5 Ways to Use the JM Press Form
Here are five ways to incorporate the JM Press into your workout routine:
1. Traditional JM Press
The traditional JM Press involves holding the barbell at a 45-degree angle, with the arms locked out and the barbell resting on the upper chest. This exercise is performed on a flat bench, and the lifter lowers the barbell to the upper chest before pressing it back up to the starting position.
- Sets: 3-4
- Reps: 8-12
- Weight: 60-80% of 1RM
2. Close-Grip JM Press
The close-grip JM Press involves using a closer grip than the traditional JM Press, which places more emphasis on the triceps. This exercise is performed on a flat bench, and the lifter lowers the barbell to the upper chest before pressing it back up to the starting position.
- Sets: 3-4
- Reps: 10-15
- Weight: 50-70% of 1RM
3. Incline JM Press
The incline JM Press involves performing the exercise on an incline bench, which places more emphasis on the upper chest and shoulders. This exercise is a great way to target the upper chest and improve overall upper body strength.
- Sets: 3-4
- Reps: 8-12
- Weight: 60-80% of 1RM
4. JM Press with Chains or Bands
Adding chains or bands to the JM Press can increase the difficulty of the exercise and provide a new challenge for the lifter.
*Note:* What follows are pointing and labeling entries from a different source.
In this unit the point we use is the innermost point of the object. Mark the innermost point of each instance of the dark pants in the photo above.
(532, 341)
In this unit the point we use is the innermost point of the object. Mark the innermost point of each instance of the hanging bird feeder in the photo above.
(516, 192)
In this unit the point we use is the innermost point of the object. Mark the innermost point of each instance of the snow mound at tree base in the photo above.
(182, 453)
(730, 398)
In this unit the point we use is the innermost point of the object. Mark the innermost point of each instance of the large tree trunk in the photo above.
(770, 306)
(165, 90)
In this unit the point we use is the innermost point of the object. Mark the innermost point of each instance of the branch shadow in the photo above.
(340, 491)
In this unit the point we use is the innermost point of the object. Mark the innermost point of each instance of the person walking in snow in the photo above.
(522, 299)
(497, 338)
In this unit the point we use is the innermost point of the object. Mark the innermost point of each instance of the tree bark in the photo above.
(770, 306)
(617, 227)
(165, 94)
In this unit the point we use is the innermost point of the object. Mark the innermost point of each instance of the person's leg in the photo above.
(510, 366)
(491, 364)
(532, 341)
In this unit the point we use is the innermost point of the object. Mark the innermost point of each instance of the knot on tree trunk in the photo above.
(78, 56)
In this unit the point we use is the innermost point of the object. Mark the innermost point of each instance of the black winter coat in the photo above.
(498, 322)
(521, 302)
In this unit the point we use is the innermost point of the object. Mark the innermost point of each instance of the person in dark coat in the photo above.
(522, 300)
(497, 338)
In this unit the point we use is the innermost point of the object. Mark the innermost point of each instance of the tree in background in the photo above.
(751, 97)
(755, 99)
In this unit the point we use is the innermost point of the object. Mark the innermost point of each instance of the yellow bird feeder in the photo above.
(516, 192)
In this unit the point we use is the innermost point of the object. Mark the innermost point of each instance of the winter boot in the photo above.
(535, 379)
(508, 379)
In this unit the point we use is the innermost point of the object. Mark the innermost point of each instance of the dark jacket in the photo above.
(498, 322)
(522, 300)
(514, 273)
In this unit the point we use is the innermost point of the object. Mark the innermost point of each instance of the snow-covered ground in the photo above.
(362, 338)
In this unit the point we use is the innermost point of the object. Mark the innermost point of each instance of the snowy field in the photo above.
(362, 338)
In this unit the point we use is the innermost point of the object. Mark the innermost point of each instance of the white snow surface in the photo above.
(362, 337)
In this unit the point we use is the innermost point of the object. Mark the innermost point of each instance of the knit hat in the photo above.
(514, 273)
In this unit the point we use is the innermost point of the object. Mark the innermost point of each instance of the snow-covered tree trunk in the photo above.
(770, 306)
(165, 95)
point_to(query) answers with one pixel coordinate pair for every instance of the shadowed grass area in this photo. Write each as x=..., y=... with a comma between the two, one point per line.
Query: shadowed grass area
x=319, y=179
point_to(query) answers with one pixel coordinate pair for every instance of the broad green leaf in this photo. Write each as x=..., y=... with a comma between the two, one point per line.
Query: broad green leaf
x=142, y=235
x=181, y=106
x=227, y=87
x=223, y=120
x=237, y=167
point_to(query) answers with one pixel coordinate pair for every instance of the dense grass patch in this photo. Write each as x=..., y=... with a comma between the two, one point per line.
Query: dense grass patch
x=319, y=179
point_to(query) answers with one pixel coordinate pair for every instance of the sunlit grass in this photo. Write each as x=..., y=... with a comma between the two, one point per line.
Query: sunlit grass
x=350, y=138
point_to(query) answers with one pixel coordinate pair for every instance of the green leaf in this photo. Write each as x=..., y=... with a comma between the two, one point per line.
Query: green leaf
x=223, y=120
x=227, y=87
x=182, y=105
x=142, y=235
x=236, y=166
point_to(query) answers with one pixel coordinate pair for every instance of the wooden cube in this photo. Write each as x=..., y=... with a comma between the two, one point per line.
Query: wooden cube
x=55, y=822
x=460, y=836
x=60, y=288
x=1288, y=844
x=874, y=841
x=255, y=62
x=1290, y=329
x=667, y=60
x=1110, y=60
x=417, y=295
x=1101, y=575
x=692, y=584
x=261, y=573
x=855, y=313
This exercise involves attaching chains or bands to the barbell, which increases the weight of the barbell as it is lifted.
- Sets: 3-4
- Reps: 8-12
- Weight: 50-70% of 1RM
5. JM Press with a Pause
The JM Press with a pause involves pausing the barbell at the bottom of the movement for a brief period before pressing it back up to the starting position. This exercise increases the time under tension for the muscles and can help improve overall strength and muscle growth.
- Sets: 3-4
- Reps: 8-12
- Weight: 50-70% of 1RM
Conclusion
The JM Press is a versatile exercise that can be used to target various muscle groups and improve overall strength and athletic performance. By incorporating the JM Press into your workout routine, you can improve triceps strength, lockout strength, and overall upper body strength. Remember to always warm up before starting any exercise, and to use proper form and technique to avoid injury.
We'd love to hear from you! Have you tried the JM Press before? What are your favorite variations of the exercise? Let us know in the comments below!
What is the JM Press?
+The JM Press is a variation of the bench press that involves holding the barbell at a 45-degree angle, with the arms locked out and the barbell resting on the upper chest.
What are the benefits of the JM Press?
+The JM Press offers several benefits, including increased triceps strength, improved lockout strength, reduced stress on the shoulders, and enhanced athletic performance.
How do I perform the JM Press?
+To perform the JM Press, hold the barbell at a 45-degree angle, with the arms locked out and the barbell resting on the upper chest. Lower the barbell to the upper chest before pressing it back up to the starting position.